Bir anlık tereddütle bekledi ama Miae... Yani Kraliçe, tanıdığı en sıra dışı canlı olabilirdi. Bir Sten için bile o kadar narin ve nazikti ki onun nasıl olup da bu vahşi yeryüzünde hala hayatta kalabildiğini anlayamıyordu. Sessizce "Neden Kralımız ile evlendiniz?" diye sordu.
Rahatsız edici bir kahkahayla başını iki yana salladı. "Neden?" diye mırıldandı. Saçları hafifçe kıvrılırken dudaklarındaki gülümseme küçüldü.

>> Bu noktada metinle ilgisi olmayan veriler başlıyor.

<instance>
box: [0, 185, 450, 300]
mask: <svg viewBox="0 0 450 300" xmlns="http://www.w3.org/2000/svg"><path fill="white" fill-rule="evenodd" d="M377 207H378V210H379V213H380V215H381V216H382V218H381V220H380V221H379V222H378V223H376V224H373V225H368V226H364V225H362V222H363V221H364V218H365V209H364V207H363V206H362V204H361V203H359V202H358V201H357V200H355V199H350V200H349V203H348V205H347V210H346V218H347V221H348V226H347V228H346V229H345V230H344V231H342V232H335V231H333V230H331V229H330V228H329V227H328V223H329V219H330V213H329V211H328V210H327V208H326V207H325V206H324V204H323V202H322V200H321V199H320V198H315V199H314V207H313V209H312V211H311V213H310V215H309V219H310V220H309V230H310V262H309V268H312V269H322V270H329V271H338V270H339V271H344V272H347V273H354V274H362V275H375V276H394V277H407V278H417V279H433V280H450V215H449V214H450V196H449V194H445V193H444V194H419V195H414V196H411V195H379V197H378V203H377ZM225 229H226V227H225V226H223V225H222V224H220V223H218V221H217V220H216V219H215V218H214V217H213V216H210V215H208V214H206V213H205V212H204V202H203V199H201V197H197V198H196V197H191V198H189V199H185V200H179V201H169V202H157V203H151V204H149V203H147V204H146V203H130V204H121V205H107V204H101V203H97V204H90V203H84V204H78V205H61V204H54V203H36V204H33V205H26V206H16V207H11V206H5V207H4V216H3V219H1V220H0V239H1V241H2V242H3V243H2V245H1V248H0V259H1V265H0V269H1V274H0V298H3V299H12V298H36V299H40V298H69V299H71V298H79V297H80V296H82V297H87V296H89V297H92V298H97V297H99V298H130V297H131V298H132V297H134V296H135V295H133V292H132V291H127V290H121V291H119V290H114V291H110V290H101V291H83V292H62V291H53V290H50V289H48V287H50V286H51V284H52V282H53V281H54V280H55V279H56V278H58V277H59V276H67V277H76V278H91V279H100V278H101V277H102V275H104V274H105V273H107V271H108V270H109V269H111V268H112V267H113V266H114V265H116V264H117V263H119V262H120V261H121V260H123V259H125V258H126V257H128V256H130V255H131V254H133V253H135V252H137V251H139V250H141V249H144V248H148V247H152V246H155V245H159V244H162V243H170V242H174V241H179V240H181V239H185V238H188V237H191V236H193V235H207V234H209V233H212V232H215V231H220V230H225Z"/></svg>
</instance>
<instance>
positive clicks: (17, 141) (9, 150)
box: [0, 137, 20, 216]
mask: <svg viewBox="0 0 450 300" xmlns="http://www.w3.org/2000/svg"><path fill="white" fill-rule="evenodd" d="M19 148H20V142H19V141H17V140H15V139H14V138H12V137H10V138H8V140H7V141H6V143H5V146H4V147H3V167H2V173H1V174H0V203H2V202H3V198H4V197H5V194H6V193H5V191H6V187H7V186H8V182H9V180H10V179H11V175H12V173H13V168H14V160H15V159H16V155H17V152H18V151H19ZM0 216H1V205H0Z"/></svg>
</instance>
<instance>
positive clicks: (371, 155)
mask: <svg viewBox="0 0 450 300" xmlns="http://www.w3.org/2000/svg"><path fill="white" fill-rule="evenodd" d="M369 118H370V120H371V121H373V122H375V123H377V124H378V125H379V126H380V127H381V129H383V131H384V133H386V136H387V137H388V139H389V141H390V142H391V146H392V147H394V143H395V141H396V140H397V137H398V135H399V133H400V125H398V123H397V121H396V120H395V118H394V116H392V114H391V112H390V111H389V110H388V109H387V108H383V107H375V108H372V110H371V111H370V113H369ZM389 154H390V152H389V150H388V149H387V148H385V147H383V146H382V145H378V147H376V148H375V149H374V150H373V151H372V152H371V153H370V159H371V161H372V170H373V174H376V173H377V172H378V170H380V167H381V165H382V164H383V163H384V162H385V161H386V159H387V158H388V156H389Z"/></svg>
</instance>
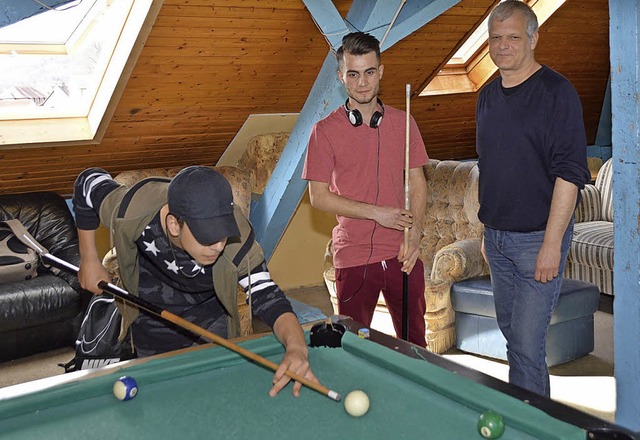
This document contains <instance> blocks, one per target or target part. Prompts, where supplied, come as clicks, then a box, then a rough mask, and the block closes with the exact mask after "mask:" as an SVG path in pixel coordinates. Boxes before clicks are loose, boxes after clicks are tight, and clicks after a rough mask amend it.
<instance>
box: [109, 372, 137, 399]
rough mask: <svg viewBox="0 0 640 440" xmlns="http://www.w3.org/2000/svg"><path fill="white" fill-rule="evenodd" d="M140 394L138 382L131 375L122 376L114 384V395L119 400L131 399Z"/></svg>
mask: <svg viewBox="0 0 640 440" xmlns="http://www.w3.org/2000/svg"><path fill="white" fill-rule="evenodd" d="M136 394H138V384H137V383H136V380H135V379H134V378H133V377H131V376H122V377H121V378H120V379H118V380H116V381H115V383H114V384H113V395H114V396H116V398H117V399H118V400H131V399H133V398H134V397H136Z"/></svg>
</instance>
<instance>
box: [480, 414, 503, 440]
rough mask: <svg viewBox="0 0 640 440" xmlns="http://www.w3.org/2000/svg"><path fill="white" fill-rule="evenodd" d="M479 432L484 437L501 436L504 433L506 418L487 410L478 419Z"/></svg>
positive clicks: (500, 436) (487, 437) (488, 437)
mask: <svg viewBox="0 0 640 440" xmlns="http://www.w3.org/2000/svg"><path fill="white" fill-rule="evenodd" d="M478 432H479V433H480V435H481V436H482V437H483V438H500V437H501V436H502V434H504V419H503V418H502V416H501V415H500V414H498V413H495V412H493V411H487V412H485V413H483V414H481V415H480V418H479V419H478Z"/></svg>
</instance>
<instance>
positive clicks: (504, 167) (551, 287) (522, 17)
mask: <svg viewBox="0 0 640 440" xmlns="http://www.w3.org/2000/svg"><path fill="white" fill-rule="evenodd" d="M537 42H538V21H537V18H536V15H535V13H534V12H533V11H532V10H531V8H530V7H529V6H527V5H526V4H524V3H523V2H520V1H518V0H507V1H505V2H503V3H501V4H499V5H498V6H496V7H495V8H494V10H493V11H492V12H491V15H490V16H489V54H490V56H491V59H492V60H493V62H494V63H495V64H496V66H497V67H498V69H499V71H500V76H499V77H498V78H496V79H495V80H494V81H492V82H490V83H489V84H487V85H486V86H485V87H484V88H483V89H482V91H481V92H480V95H479V97H478V103H477V108H476V124H477V146H476V148H477V152H478V156H479V162H478V166H479V169H480V181H479V194H478V198H479V201H480V210H479V212H478V217H479V219H480V220H481V221H482V223H484V225H485V231H484V241H483V254H484V256H485V259H486V260H487V262H488V263H489V267H490V269H491V283H492V288H493V294H494V299H495V305H496V316H497V319H498V324H499V326H500V329H501V330H502V333H503V334H504V336H505V338H506V340H507V358H508V361H509V382H511V383H513V384H515V385H518V386H521V387H523V388H526V389H529V390H531V391H534V392H536V393H539V394H541V395H545V396H549V395H550V390H549V371H548V369H547V365H546V361H545V358H546V335H547V329H548V327H549V322H550V320H551V314H552V312H553V309H554V307H555V305H556V303H557V300H558V295H559V293H560V287H561V283H562V273H563V272H564V266H565V261H566V256H567V252H568V249H569V244H570V242H571V235H572V232H573V212H574V210H575V207H576V204H577V201H578V197H579V189H581V188H583V187H584V184H585V183H586V182H588V181H589V178H590V174H589V171H588V168H587V159H586V134H585V129H584V122H583V118H582V106H581V104H580V99H579V98H578V94H577V93H576V91H575V89H574V88H573V86H572V85H571V83H570V82H569V81H568V80H567V79H566V78H564V77H563V76H562V75H560V74H558V73H557V72H555V71H553V70H551V69H550V68H548V67H547V66H543V65H540V64H539V63H538V62H536V60H535V57H534V49H535V47H536V44H537Z"/></svg>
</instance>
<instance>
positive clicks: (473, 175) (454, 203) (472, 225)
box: [324, 160, 489, 353]
mask: <svg viewBox="0 0 640 440" xmlns="http://www.w3.org/2000/svg"><path fill="white" fill-rule="evenodd" d="M424 171H425V175H426V178H427V204H426V206H425V207H424V209H425V221H424V225H422V241H421V255H420V258H421V260H422V261H423V263H424V267H425V298H426V301H427V311H426V313H425V321H426V324H427V331H426V339H427V343H428V344H429V349H430V350H431V351H433V352H436V353H443V352H445V351H446V350H448V349H449V348H451V347H452V346H453V345H454V343H455V313H454V311H453V308H452V306H451V300H450V296H449V294H450V289H451V285H452V284H453V283H455V282H456V281H460V280H464V279H468V278H472V277H475V276H480V275H486V274H488V273H489V269H488V267H487V265H486V263H485V262H484V259H483V257H482V254H481V252H480V246H481V237H482V230H483V226H482V224H481V223H480V221H479V220H478V216H477V213H478V167H477V165H476V162H475V161H469V162H458V161H438V160H431V161H429V163H428V164H427V165H426V166H425V167H424ZM332 254H333V253H332V249H331V243H329V244H328V245H327V252H326V255H325V271H324V279H325V283H326V285H327V287H328V289H329V293H330V295H331V300H332V304H333V307H334V311H335V312H336V313H338V307H337V298H336V291H335V270H334V268H333V264H332ZM375 313H388V311H387V309H386V306H385V304H384V298H383V297H382V296H380V299H379V301H378V307H377V308H376V311H375ZM374 316H375V314H374Z"/></svg>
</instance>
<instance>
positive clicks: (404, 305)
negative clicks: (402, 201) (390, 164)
mask: <svg viewBox="0 0 640 440" xmlns="http://www.w3.org/2000/svg"><path fill="white" fill-rule="evenodd" d="M405 99H406V106H407V111H406V117H407V118H406V127H405V130H406V136H405V144H404V209H406V210H409V209H411V201H410V200H409V140H410V136H409V127H410V123H411V112H410V101H411V84H407V85H406V90H405ZM408 249H409V228H407V227H405V228H404V252H405V255H406V253H407V251H408ZM402 339H404V340H405V341H408V340H409V274H408V273H406V272H402Z"/></svg>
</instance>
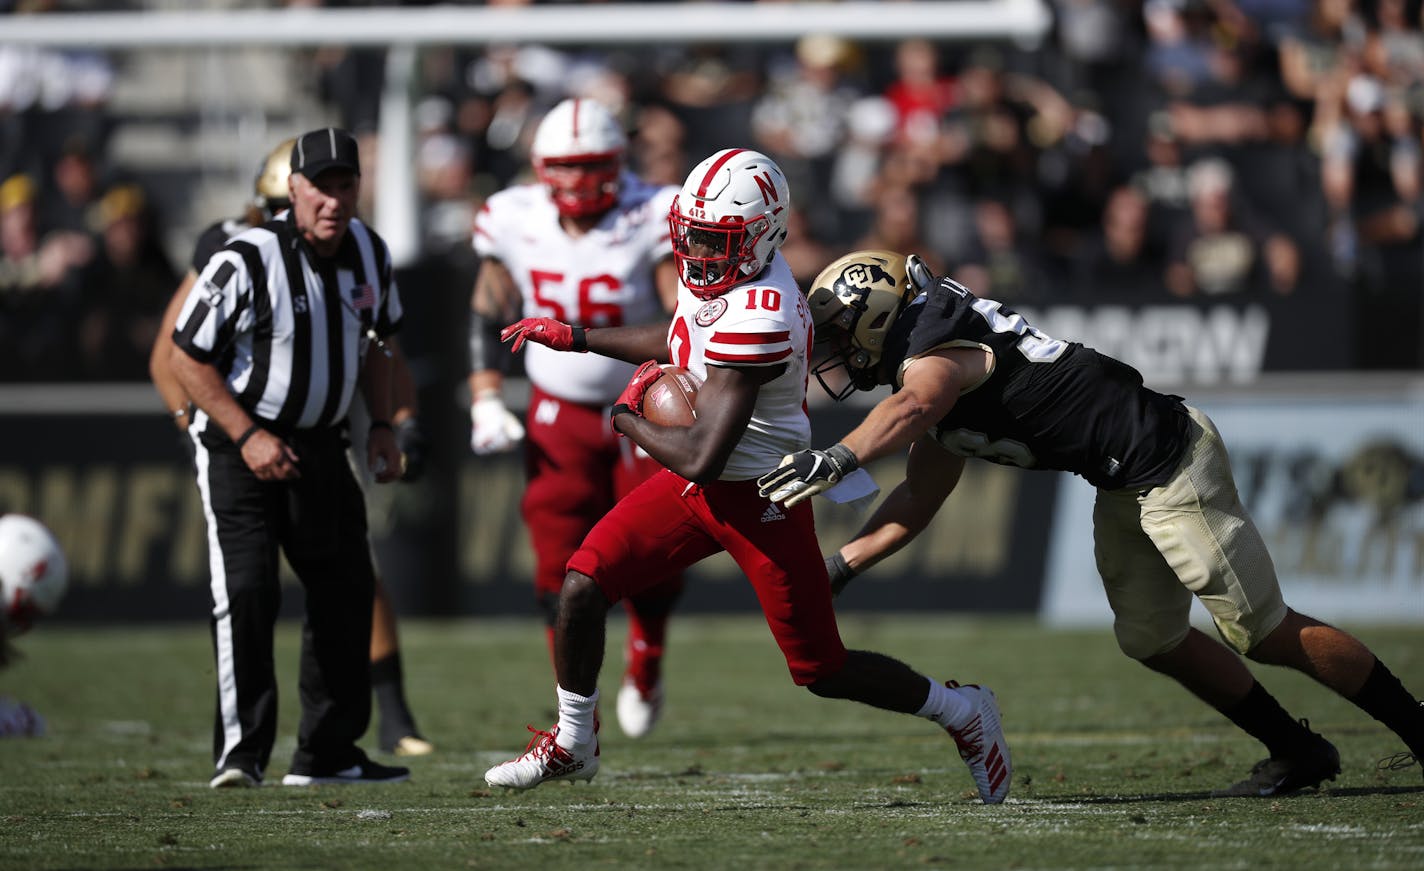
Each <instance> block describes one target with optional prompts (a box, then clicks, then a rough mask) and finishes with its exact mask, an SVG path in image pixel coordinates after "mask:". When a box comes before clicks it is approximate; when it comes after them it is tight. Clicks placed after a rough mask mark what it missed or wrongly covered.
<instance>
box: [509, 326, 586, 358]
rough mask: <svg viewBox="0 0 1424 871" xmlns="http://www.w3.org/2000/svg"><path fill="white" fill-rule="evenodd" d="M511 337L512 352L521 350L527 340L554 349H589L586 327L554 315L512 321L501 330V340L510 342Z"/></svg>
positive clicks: (581, 351) (527, 341)
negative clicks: (567, 321) (540, 344)
mask: <svg viewBox="0 0 1424 871" xmlns="http://www.w3.org/2000/svg"><path fill="white" fill-rule="evenodd" d="M510 339H513V340H514V344H513V346H510V352H511V353H514V352H517V350H520V347H523V346H524V343H525V342H533V343H535V344H543V346H547V347H551V349H554V350H572V352H587V350H588V337H587V336H585V330H584V327H575V326H570V324H567V323H564V322H562V320H554V319H553V317H525V319H524V320H521V322H518V323H511V324H510V326H507V327H504V329H503V330H500V342H508V340H510Z"/></svg>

Yine de o eski muzip havası bir an için yeniden canlanmıştı. "Çünkü o gerçek bir budala," dedi sessizce. "Zeki ve yenilmez olduğunu sanıyor." Miae'nin baharında dirilen bir kış vardı. Ağustos böceklerinin gürültülü yalnızlığını dahi kıskanacak kadar bir başına ve sevgisiz kalmıştı. Kadın bütün o yılların, Füruzla ve Füruz'dan ayrı geçenlerin, gerçekliğinden dahi şüphe duymaya başlamıştı. Her şey sanki çok zaman önce yaşanmıştı. Ya da belki de tamamen kendi zihninin uydurmasıydı. Belki de bütün bunlar kendi kafasının içinde olmuştu. Gözlerini kapatıp yüzüğün işlemelerle kaplı yüzeyini parmak uçlarıyla geçti. "İkisi de değil." Füruz onu bir zamanlar sevmişti. Öyle çok sevmişti ki hem de; Miae, bir Ruth'un sevgisinde bir onun sevgisinde doğmuştu. Öyle çok sevmişti ki hem de; kusurlarını, köşelerini öpe öpe yumuşatmıştı. "Başka bir zamanda yaşasak onu yok ederdim." Adam onun etine batan yanlarını çekip çıkarmıştı. Kırılan gülüşünü ince ince işleyip yüzünün en viran yanına asmıştı. Aksi halde Miae şu an olduğundan çok daha karanlık ve sapa bir yola sapmış olurdu. "Ama şu zamanda... Şu anda," diye mırıldandı. "Daha fazla kişiyi öldürmesine nasıl göz yumabilirim?" Kız başını çekingen bir tavırla sallasa da kadının söylediklerinin duyulmasından korktuğu belliydi. O karanlık -Santelere has o bayağı- göz bebeklerini dahi kurutan o karanlık genç kıza sinmemişti. Henüz.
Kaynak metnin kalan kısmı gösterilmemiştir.